For ethics and scientific reasons it is necessary that biomedical research becomes open to all.

This implies that protocols and statistical analysis plans are transparent, and also that data sets are freely available. Unfortunately, this last condition is most often impossible to achieve because it is in contradiction with other ethical constraints, in particular concerning the right to privacy.

Technical presentation

How to keep good statistical properties?

The open Cesp project tries to overcome this paradox. Its ultimate goal is to provide freely, without any conditions, most of the datasets used by the CESP researchers.

Indeed this is NOT the original datasets which is proposed here, but synthetic or cloned datasets.

From a formal point of view these synthetic datasets have the same joint probability distribution as the original ones they are imitating.

This has been made thanks to an incredible ecosystem of open source libraries in R and Python.

SynthPop

The synthpop package for R allows users to create synthetic versions of confidential individual level data for use by researchers interested in making inferences about the population that the data represent.

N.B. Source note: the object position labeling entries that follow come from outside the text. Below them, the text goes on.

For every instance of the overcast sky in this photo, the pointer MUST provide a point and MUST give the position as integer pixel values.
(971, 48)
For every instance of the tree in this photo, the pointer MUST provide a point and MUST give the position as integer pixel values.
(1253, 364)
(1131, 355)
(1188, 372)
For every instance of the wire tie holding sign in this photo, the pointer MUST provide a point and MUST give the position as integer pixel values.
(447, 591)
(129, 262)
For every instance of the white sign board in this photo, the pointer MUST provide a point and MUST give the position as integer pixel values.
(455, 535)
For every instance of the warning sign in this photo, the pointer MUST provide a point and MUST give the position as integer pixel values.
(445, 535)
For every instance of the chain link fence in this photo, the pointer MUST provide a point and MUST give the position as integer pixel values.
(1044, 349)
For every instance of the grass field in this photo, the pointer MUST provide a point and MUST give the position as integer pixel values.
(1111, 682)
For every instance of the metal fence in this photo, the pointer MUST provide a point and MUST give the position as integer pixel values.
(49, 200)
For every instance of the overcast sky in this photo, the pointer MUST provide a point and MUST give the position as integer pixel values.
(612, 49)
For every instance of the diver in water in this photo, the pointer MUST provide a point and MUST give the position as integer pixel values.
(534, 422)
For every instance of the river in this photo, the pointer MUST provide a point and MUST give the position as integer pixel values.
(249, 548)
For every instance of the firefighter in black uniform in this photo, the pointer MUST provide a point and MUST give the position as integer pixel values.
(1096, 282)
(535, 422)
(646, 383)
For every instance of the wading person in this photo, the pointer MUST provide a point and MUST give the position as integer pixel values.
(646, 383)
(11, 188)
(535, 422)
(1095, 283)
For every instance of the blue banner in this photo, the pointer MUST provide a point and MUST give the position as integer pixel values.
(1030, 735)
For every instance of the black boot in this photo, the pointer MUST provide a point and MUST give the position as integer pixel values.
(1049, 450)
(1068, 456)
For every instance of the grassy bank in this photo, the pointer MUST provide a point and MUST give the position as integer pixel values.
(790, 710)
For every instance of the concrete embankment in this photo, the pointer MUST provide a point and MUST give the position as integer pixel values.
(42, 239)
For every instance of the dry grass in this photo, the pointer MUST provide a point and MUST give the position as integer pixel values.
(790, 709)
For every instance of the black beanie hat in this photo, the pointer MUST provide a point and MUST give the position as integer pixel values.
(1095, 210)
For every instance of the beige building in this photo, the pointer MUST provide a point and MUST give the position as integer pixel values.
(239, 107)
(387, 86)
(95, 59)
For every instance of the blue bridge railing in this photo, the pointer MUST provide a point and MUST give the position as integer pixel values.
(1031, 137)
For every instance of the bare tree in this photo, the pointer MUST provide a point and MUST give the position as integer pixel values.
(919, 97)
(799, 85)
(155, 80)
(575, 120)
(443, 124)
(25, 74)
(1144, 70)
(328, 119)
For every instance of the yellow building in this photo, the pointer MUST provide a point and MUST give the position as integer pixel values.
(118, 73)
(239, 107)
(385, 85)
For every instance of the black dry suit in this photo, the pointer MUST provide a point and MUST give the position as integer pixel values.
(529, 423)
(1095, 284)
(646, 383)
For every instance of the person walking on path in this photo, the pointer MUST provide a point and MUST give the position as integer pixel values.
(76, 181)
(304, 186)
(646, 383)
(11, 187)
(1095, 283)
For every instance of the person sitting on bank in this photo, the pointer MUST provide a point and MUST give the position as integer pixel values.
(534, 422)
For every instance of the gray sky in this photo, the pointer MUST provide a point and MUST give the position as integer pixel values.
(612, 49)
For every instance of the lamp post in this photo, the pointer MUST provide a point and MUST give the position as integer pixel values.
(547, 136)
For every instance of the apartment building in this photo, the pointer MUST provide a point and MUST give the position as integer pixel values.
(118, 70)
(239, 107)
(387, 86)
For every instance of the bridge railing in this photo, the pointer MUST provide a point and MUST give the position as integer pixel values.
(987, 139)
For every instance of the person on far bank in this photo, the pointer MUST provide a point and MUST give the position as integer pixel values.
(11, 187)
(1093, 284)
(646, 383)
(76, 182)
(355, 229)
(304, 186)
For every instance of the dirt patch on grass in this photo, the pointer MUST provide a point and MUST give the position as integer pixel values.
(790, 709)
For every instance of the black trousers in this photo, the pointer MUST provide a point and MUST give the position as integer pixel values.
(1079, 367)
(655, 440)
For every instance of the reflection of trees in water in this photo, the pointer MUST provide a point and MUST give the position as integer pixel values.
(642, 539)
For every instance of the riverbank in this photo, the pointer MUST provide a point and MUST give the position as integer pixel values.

They can be used to carry out statistical analyses, though we would usually recommend conducting an analysis of the original data to confirm the results. Synthetic data are also useful for providing data sets for teaching.

https://synthpop.org.uk/

SDV

The Synthetic Data Vault (SDV) is a Synthetic Data Generation ecosystem of python libraries that allows users to easily learn single-table, multi-table and timeseries datasets to later on generate new Synthetic Data that has the same format and statistical properties as the original dataset.

https://sdv.dev/

How does it work?

It is ensured that the synthetic dataset creates observations whose level of similarity to the original observations is strictly less than the similarity between the original observations themselves. This is how privacy is guaranteed.

Of course, no scientific publications are possible from the analyses of these synthetic data. If you have the feeling that your analyses could have some scientific interest, it will be necessary to apply your scripts to the original datasets. This can be done using the contact us option in this page.

A formal agreement will have to be considered to secure all authorship positions for possible future publications. In addition, a limited financial contribution will be possibly asked to compensate data-management and statistical analysis workload that will be required.